Assim como Freire, o presidente do Sindicato do Comércio Varejista do Distrito Federal (Sindivarejista-DF), Sebastião Abritta, é contrário à nova forma de cálculo do FCDF e classifica como um "efeito dominó" na economia local o impacto de uma possível diminuição nos recursos. "Brasília vive do funcionalismo público, de obras públicas, construção civil privada e comércio. Se o poder aquisitivo desse funcionário for afetado, isso vai interferir no comércio varejista da cidade, o que acaba interferindo na tributação do DF", observa. "Se caem as vendas, diminui o emprego, a arrecadação de impostos e por aí vai", acrescenta Abritta, corroborando a análise de Riezo Silva.
"Brasília não tem margem litorânea, não tem minério, não tem fábricas automobilísticas, além da nossa área agricultável ser limitada.

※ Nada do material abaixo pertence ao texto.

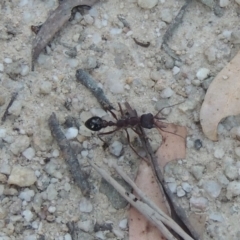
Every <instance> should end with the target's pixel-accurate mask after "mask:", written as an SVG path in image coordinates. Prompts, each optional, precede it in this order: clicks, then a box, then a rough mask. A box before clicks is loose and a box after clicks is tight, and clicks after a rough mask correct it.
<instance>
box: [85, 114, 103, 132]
mask: <svg viewBox="0 0 240 240" xmlns="http://www.w3.org/2000/svg"><path fill="white" fill-rule="evenodd" d="M102 123H103V120H102V119H101V118H100V117H91V118H89V119H88V120H87V121H86V122H85V126H86V127H87V128H88V129H90V130H92V131H99V130H101V129H102Z"/></svg>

Precisamos do Fundo Constitucional", argumenta o presidente do Sindivarejista. Abritta assinala também que quem mais perderá com a redução do FCDF será a população vulnerável. Isso porque depende da rede pública de saúde e de ensino, e vive em áreas mais inseguras", finaliza.
GDF atento
De acordo com o secretário de Segurança Pública (SSP), Sandro Avelar, a remuneração dos servidores dessa área está defasada há anos. "Estamos distantes de ter as forças de segurança mais bem pagas do Brasil, mesmo estando na capital do país, onde o custo de vida é elevado e, ainda, onde atuamos além do contexto regional, diferente das corporações dos outros estados", reforça.
Avelar lembra que os agentes de segurança do DF se dedicam, também, às causas nacionais e até internacionais. "Eles oferecem suporte e segurança para autoridades e órgãos federais, além do corpo diplomático", destaca. "Portanto, essa redução pode diminuir nossa capacidade de dar uma remuneração justa aos nossos profissionais, que precisam ser valorizados para prestar, como sempre, um serviço de qualidade à população", aponta o secretário.

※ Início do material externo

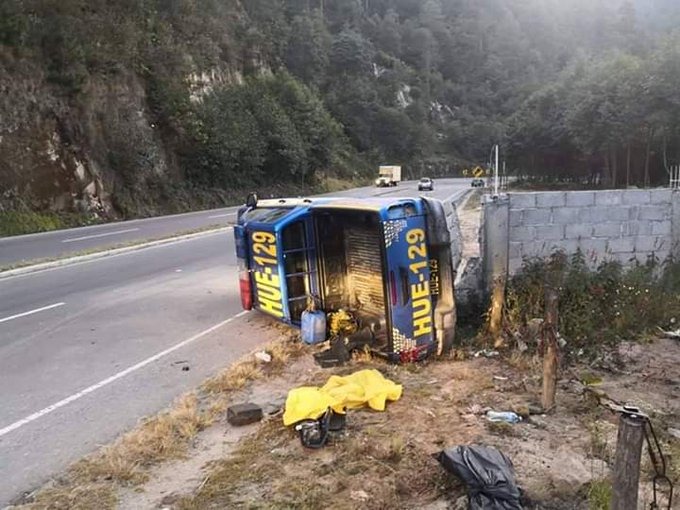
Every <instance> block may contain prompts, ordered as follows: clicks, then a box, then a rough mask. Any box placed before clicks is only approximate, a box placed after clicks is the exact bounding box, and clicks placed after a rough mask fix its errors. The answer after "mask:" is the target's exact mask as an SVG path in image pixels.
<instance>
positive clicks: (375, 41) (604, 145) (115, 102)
mask: <svg viewBox="0 0 680 510" xmlns="http://www.w3.org/2000/svg"><path fill="white" fill-rule="evenodd" d="M565 4H568V5H565ZM678 11H679V9H678V7H677V6H676V5H675V2H673V1H670V0H654V1H644V2H643V1H642V0H639V1H637V2H630V1H627V0H626V1H621V0H599V1H596V2H593V1H591V0H574V1H572V2H561V1H560V0H522V1H517V0H483V1H474V0H427V1H421V0H288V1H283V0H248V1H247V2H246V1H238V0H119V1H116V2H107V1H106V0H89V1H85V0H4V1H3V2H2V3H0V91H1V93H0V192H1V193H0V214H4V217H5V218H8V217H9V215H10V214H13V215H14V216H12V217H13V218H16V217H17V214H19V215H23V216H21V217H22V218H24V220H25V219H26V217H28V216H27V215H29V216H30V214H29V213H30V212H37V213H40V215H41V216H35V218H34V219H35V221H33V222H31V221H29V222H28V223H31V226H30V227H28V228H30V229H41V228H51V227H53V226H59V225H61V224H65V223H68V222H82V221H87V220H88V218H89V219H93V218H96V217H100V218H113V217H125V218H128V217H136V216H144V215H149V214H155V213H161V212H172V211H179V210H186V209H190V208H196V207H205V206H209V205H217V204H221V203H224V202H226V201H229V200H233V199H234V197H237V196H240V195H241V194H242V192H243V191H244V190H249V189H252V188H266V189H272V188H274V187H275V186H278V189H279V191H290V190H300V189H301V188H302V189H304V190H308V191H310V190H312V189H314V188H318V187H320V186H321V185H322V181H323V180H324V179H325V178H327V177H333V178H336V179H338V178H339V179H344V180H352V179H359V178H362V177H365V176H370V175H371V172H373V171H374V168H375V165H377V164H379V163H380V162H387V161H389V162H399V163H401V164H403V165H404V166H405V168H406V171H407V175H408V176H411V177H417V176H420V175H422V174H430V175H434V176H436V175H443V174H450V173H452V172H457V171H458V170H460V168H462V167H463V166H465V165H468V164H473V163H474V164H477V163H482V162H484V161H485V160H486V159H487V158H488V153H489V149H490V147H491V145H492V144H494V143H496V142H500V143H501V144H502V146H503V149H504V153H505V155H506V158H507V160H508V164H509V167H510V168H511V169H512V170H514V171H517V172H520V173H524V174H535V175H541V176H548V177H551V178H555V177H559V178H567V179H573V178H583V177H588V176H597V179H601V180H602V181H604V182H606V183H607V184H608V185H613V186H622V185H626V184H640V185H641V184H645V183H652V184H653V183H661V182H663V181H664V179H666V177H665V165H668V164H672V163H673V162H680V154H678V150H679V148H680V143H679V139H680V136H679V133H680V128H679V125H680V122H679V121H678V119H680V115H679V113H680V92H679V89H678V87H677V86H676V84H677V83H678V82H679V81H680V44H679V41H680V40H679V39H677V37H675V38H674V35H673V30H674V28H675V27H677V26H679V25H678V24H677V23H676V22H675V21H676V20H680V16H678ZM3 211H4V213H3ZM54 214H56V216H55V215H54ZM50 215H51V216H50ZM46 218H47V219H48V220H49V221H47V220H46Z"/></svg>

Secretária de Saúde do DF, a médica Lucilene Florêncio lembra que o Fundo Constitucional foi criado para dar assistência financeira às polícias Militar e Civil e ao Corpo de Bombeiros do DF, assim como aos serviços públicos como saúde e educação. "Se for aprovado o arcabouço, o FCDF deixa de crescer na mesma velocidade e proporção das necessidades da nossa capital", antecipa Lucilene.
De acordo com a chefe da Saúde, a mudança do cálculo pode dificultar o fechamento da folha salarial dos servidores. "O recurso, hoje, é utilizado para pagamento do nosso pessoal. Cerca de 85% da folha de pagamento vem do FCDF. Com esse recurso comprometido, ficaríamos com dificuldades de fazer a recomposição da força de trabalho. Teremos dificuldades de manter os trabalhadores e os equipamentos", adverte Lucilene. "Isso não pode acontecer. Todos juntos pela manutenção, do jeito que está, do Fundo Constitucional. É importantíssimo para o nosso desenvolvimento", conclama.

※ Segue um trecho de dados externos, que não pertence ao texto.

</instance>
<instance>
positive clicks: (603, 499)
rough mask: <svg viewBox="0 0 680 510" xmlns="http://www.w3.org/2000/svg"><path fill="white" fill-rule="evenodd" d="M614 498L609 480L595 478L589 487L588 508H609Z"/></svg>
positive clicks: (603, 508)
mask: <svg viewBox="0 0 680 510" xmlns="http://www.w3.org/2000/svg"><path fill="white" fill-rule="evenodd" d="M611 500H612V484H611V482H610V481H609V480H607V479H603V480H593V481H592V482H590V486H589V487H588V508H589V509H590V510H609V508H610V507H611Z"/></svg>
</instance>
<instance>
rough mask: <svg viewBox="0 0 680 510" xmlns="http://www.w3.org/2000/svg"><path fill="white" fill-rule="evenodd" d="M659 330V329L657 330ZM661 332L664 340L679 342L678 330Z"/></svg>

Ao Correio, a secretária Hélvia Paranaguá diz que o limite de 2,5% no reajuste anual do FCDF, proposto na emenda, não cobre nem o crescimento vegetativo da folha da Secretaria de Educação que, segundo ela, é em torno de 3,8%. "Em resumo, vamos virar uma secretaria só com recursos para pagar servidores. Diante disso, também teríamos sérios problemas com a contratação de mais pessoal, além de impossibilitar reajustes salariais para o quadro atual", preocupa-se Hélvia.